CAR government condemns minister’s abduction
Former rebel chief who joined new government after signing of July 2014 peace agreement snatched in capital Bangui.

Armed men have kidnapped the Central African Republic (CAR) minister for sport and young people, according to his wife, prompting condemnation by the government.
Sunday’s kidnapping of Armel Ningatoloum Sayo, a former rebel chief, while he was returning from church in the capital Bangui was the first of a member of the government.
Nicaise Danielle Sayo, wife of Sayo, said she and her husband were returning from church on Sunday morning when the kidnappers stopped them.
Another source close to the family said that the kidnappers, who were travelling in a taxi, blocked Sayo’s car.
“Three men got out and fired into the air. The minister asked them ‘what’s the problem’ but they just indicated him to get into the taxi … then they left,” the source said.
Sayo is the former leader of the Revolution and Justice movement based in the country’s northeast, but he joined the government of Mahamat Kamoun after the signing of a peace agreement in July 2014.
No group has claimed responsibility for the kidnapping.
Snatched and freed
On Monday, Claudia Priest, a French aid worker, was snatched by the country’s Christian anti-balaka militia and later freed. Priest, 67, who returned to France on Sunday, was kidnapped along with a local man.
A UN employee was also briefly detained by the anti-balaka the following day.

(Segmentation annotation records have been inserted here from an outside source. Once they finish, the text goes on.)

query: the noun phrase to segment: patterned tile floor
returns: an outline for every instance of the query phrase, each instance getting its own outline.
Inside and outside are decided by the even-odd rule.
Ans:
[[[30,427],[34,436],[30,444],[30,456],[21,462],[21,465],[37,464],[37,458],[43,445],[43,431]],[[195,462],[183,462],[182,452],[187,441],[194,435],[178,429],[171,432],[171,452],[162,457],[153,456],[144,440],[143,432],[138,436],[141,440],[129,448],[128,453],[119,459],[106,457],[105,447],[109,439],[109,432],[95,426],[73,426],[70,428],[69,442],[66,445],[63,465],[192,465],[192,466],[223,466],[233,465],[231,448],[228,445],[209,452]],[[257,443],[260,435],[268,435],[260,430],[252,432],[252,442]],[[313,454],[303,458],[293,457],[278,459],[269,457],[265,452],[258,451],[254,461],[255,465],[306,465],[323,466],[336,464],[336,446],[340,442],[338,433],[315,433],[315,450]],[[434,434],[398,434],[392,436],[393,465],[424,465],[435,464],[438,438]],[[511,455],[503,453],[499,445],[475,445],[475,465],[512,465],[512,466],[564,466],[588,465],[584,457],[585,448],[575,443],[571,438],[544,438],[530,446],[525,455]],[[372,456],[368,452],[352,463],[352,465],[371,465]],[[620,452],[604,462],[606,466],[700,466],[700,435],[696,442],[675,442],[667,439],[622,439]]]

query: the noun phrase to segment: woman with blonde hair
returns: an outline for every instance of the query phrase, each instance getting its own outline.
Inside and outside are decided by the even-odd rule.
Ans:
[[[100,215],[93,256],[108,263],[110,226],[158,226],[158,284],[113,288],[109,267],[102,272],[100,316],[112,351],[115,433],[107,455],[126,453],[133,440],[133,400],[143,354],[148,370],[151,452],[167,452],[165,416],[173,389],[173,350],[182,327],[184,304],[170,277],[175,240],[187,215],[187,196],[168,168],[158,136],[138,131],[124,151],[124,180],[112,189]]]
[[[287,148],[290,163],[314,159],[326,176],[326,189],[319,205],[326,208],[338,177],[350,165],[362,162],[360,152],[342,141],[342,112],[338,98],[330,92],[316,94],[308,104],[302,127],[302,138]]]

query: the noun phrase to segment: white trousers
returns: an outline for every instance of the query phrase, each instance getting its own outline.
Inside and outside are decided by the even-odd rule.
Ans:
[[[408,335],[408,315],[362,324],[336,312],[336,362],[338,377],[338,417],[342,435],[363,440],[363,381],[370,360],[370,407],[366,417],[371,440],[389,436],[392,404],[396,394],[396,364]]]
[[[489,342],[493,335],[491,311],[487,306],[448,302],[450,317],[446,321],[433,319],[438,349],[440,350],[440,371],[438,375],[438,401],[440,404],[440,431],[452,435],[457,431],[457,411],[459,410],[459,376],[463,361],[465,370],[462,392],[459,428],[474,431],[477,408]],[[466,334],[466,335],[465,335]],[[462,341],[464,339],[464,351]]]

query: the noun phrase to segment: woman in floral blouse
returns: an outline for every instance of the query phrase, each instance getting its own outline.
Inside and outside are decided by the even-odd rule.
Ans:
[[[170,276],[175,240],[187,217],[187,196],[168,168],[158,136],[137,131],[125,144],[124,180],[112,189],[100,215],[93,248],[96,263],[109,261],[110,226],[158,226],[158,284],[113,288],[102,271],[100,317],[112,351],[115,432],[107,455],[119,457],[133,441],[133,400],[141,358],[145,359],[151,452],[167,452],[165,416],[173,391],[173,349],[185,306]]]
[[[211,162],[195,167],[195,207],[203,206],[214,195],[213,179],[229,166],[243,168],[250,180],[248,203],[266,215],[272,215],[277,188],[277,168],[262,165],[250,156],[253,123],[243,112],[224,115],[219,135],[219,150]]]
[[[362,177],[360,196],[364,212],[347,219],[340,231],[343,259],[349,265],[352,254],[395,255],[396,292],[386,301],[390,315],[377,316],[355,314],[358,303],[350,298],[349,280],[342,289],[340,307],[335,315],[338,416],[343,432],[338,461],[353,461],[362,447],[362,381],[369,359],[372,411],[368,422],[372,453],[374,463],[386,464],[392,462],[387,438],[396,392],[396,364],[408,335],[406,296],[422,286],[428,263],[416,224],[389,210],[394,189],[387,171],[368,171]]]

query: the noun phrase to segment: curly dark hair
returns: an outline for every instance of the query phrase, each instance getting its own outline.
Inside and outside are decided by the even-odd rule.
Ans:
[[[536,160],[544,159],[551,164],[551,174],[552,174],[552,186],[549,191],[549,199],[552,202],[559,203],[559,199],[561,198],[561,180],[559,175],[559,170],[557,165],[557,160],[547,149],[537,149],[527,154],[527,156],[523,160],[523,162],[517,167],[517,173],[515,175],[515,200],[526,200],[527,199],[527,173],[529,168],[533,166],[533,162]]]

Thousands of #CARcrisis refugees fled to north #DRC since Dec. More continue to cross the Oubangui River every day pic.twitter.com/wNOSoYnK0r
— Céline Schmitt (@Ce_Schmitt) January 24, 2015
CAR’s government condemned Sayo’s kidnapping as an act of “barbarism” by assailants aiming to to create instability.
Violence between rival factions has plunged the deeply impoverished country into an unprecedented political and security crisis, with a conflict that began in 2013 claiming thousands of lives.
The anti-balaka are a mainly Christian group formed to fight off attacks from the mostly Muslim fighters of the Seleka coalition. The Seleka seized power in March 2013 but were routed from Bangui in January last year.
Anti-balaka means “anti-machete” in the local Sango language and refers to the weapon of choice wielded by the Seleka – but also used up by the vigilantes.
Both groups have been accused of serious abuses against civilians.